Yesterday was our “one month” wedding monthaversary. I normally don’t celebrate monthaversaries (kinda desperate, don’tcha think?), but I did recognize it yesterday. We didn’t really celebrate it, actually, outside of a cute little kiss when I reminded him that today was the 22nd. Heh. And the the conversation ensues…
Me: So how was your first month of marriage, Husband?
Him: It was very good, Wife. What about yours?

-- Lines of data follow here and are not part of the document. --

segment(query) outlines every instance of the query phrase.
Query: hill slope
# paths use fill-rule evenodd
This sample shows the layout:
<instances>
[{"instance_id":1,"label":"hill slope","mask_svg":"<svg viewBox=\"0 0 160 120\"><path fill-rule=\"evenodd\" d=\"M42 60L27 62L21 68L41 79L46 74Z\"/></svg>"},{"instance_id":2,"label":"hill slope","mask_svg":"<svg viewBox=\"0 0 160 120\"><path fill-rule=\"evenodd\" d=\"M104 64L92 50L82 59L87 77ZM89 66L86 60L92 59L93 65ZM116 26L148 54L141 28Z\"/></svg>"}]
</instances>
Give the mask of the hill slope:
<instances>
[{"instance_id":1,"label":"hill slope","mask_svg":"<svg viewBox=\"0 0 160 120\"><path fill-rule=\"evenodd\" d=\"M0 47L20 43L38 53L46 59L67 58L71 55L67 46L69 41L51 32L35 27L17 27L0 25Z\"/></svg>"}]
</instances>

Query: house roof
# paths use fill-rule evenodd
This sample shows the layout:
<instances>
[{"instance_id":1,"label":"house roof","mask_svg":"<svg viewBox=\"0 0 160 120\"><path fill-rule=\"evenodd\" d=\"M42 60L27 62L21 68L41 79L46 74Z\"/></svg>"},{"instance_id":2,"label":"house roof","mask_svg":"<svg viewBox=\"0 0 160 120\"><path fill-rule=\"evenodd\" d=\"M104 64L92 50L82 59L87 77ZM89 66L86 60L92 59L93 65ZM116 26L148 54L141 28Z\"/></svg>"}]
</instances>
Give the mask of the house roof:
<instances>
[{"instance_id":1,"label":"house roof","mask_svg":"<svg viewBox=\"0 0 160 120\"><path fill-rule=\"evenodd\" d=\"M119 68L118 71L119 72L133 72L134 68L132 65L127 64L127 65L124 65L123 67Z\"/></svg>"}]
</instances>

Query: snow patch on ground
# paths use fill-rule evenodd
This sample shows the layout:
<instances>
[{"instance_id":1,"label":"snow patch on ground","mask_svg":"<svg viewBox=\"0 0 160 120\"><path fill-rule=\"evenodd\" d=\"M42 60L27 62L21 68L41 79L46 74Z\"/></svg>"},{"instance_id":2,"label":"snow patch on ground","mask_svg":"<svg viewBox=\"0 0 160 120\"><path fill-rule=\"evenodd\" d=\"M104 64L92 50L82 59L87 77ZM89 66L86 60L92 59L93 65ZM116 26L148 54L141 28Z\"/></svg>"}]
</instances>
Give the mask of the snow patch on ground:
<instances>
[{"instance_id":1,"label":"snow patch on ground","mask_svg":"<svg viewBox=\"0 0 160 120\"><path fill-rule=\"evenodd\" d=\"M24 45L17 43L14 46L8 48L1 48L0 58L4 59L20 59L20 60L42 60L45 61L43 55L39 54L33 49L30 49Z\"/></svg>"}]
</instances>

Me: Well, there were some annoyances with the dishes not being washed on time, but other than that, it went well, I think!
Him:
… >.<
It’s funny because he hasn’t yet gotten used to wearing a ring. He takes it off to take a shower, and sometimes he takes it off when he goes to bed. There has been once so far that he’s forgotten to wear it throughout the day, only to realize it when he was with me at the doctor’s office, and go “I forgot the ring!” He’s really cute about it too. He pretends it’s a “magic ring,” like in Lord of the Rings, where if he puts it on, he becomes invisible to everyone. He’s even practiced it too. The second he puts it on, he asks me, “Can you still see me?!” And I pretend I don’t: “Lover? Lover? Where are you?! Where’d you go?! I hear you but I can’t see you!!” And then he looks at me with a little frown and asks, “Are you mocking me?!” Just a little bit, Husband.
But only because you deserve it cuz you’re so darn dorky.
August 22, 2007 at 8:04 pm · Filed under daily, heart
I went to my last session for a client today. It felt good, and a little sad. This particular family — I feel like I haven’t been of much service or help to them in the short time I’ve been working with them. It’s been a good 5.5 months, and it just doesn’t feel like we really “clicked” or things really got addressed. I hate that feeling, but I don’t think it’s entirely my fault. However, I do tend to think that I could’ve done more, could’ve tried harder, could’ve should’ve, etc. Oh well. I’ll get over it.
I found out from a colleague today during lunch about a kiddo I used to work with. If any of you are old-timers who have been visiting me and reading my entries for at least 4 to 5 years, you’d remember a time when I used to talk about a group home, with Mr. Technicality and Rock Boy. Whiner Boy. Remember them? I found out today that Mr. Technicality is a foster kid, never got out of the system, and is in trouble with the law. He’s 16 years old, scared, and alone. He has a really good lawyer, though, who I was having lunch with today. I felt really sorry for the situation he’s in and I am really saddened with what happened to Rock Boy. He must be about 13 now and he’s institutionalized. 13 and no place to go. *sigh* My heart just breaks. I feel like it’s been ripped to shreds and pieces. Those two brothers were what made me decide to go into counseling and therapy. They contributed to me being who I am today — a lot. I wish I could’ve done more for them, could do more for them now. I think of them from time to time.
You always remember your first clients. They nestle in your heart, and they never leave. They become like your mind’s family, and your heart’s home. You always remember your first clients. In this business, they are the ones who make you or break you. Rock Boy and Mr. Technicality made me.